Alfred Enoch to Star in Chichester Festival Theatre’s “Crave” in Global Livestream
In a new first for British theater, Chichester Festival Theatre will be performing Sarah Kane’s play Crave for a socially distanced audience and a global digital audience simultaneously. While a limited number of visitors will be allowed to watch the production live, the play will also be livestreamed from October 30 to November 7 for international theater lovers to enjoy.
Crave, a one-act play by British playwright Sarah Kane, was first performed in 1988.
‘Here I am, once again, here I am, here I am, in the darkness, once again.’
In a damaged world, four characters search for the light. Angry, funny, defiant, kind and cruel, ‘Crave’ is a deeply personal meditation on the meaning of love. Pulsing with loss and longing, its resonance will be doubly powerful as we begin to reconnect our lives after the loneliness and seclusion inflicted by a global pandemic.
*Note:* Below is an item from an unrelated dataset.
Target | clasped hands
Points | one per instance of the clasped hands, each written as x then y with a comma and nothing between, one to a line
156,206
The stars of the play are Erin Doherty (The Crown) and Alfred Enoch (Dean Thomas in the Harry Potter film series), both of whom are seasoned theater veterans. Doherty has received much praise for her performances in Jack Thorne‘s Junkyard and Alan Ayckbourn’s The Divide, while Enoch has acted at the historic National Theatre multiple times, including Timon of Athens, Coriolanus, and Red. Tinuke Craig directs the production, which will feature a “sensory sound and videoscape” created by Craig, designer Alex Lowde, and sound designer Anna Clock.
Chichester Festival Theatre’s artistic director, Daniel Evans, expressed his excitement for Crave:
I can’t wait to see what the brilliant Tinuke Craig and her design team create, [for both] the live and [the] digital audience. I’m also curious to discover how the play might shine a light on our experiences over the last months of isolation and disconnection.
For the first time in its history, Chichester Festival Theatre was forced to cancel its summer productions due to the coronavirus pandemic. Following an outdoor musical concert in August, this play will mark the theater’s careful road to reopening.
The coronavirus pandemic has had a devastating impact on the theater industry, with regional and renowned theaters alike struggling to stay afloat, and Chichester Festival Theatre has not been spared either. Evans believes that “it is vital that theatre doesn’t lose its appetite for risk-taking – I believe both artists and audiences are hungry to be challenged.”
Prices and performance details can be found on the Chichester Festival Theatre website, which is also the place to book your tickets. Chichester Festival Theatre encourages interested audience members to pay the amount that they ordinarily would for physical performances since all proceeds will go a long way in helping tide them over until the end of the pandemic.